Под знаменами парижских секций шли, четко отбивая шаг деревянными
башмаками, хмурые санкюлоты. Неслышно ступали, словно плыли по воздуху,
девушки с кипарисовыми ветвями в руках. Шли, опустив головы, члены Конвента,
Парижской коммуны, якобинского клуба и клуба кордельеров. Звучала музыка. Ее
грустную и торжественную мелодию оборвал пушечный салют. А может быть, это
был гром?
Кто-то говорил Давиду Ивановичу, что во время похорон Марата в Париже
разразилась страшная гроза. Да, так оно и было.

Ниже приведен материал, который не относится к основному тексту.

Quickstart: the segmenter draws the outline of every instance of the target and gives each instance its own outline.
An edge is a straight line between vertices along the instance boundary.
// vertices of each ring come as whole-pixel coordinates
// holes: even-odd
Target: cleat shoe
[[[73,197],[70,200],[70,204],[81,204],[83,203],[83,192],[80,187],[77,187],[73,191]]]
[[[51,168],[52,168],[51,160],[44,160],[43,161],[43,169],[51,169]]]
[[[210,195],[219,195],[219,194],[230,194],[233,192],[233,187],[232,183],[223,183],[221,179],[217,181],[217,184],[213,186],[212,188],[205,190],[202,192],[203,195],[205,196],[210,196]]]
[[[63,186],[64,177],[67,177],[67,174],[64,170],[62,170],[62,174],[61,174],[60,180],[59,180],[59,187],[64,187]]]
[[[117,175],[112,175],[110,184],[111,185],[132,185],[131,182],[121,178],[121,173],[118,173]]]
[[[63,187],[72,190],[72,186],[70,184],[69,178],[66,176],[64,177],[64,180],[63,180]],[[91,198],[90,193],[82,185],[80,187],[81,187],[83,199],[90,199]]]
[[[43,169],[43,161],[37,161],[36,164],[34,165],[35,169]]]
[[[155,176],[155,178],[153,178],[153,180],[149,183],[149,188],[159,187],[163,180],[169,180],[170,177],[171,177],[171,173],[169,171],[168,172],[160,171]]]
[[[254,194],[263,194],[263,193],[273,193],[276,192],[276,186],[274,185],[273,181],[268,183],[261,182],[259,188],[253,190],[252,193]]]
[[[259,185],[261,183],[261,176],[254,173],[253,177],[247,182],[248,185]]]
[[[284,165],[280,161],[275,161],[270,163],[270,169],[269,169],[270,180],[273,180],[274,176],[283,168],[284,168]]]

Гроза.
Давид Иванович чувствовал, как по его щекам ползут редкие крупные капли
дождя. Сейчас хлынет ливень. Вон там черное небо уже рассекла, осветив лица
людей, несущих гроб, зигзагообразная молния. Над Парижем гремел гром.
Виконт что-то говорил, но его слова заглушали раскаты грома, шум дождя
и топот тысяч ног. Давид Иванович расслышал лишь последнюю фразу: "Теперь
этот медальон ваш".
Медальон? Какой медальон? О чем он говорит?
Давид Иванович вытер платком свои влажные морщинистые щеки.
Дождь... Нет, дождя больше не было. Он прошел. За окном вновь сияло
солнце и чирикали царскосельские юркие воробьи. Зычно кричал, расхваливая
свой товар, продавец сбитня. Давид Иванович по-прежнему сидел в глубоком
мягком кресле в своей уютной гостиной.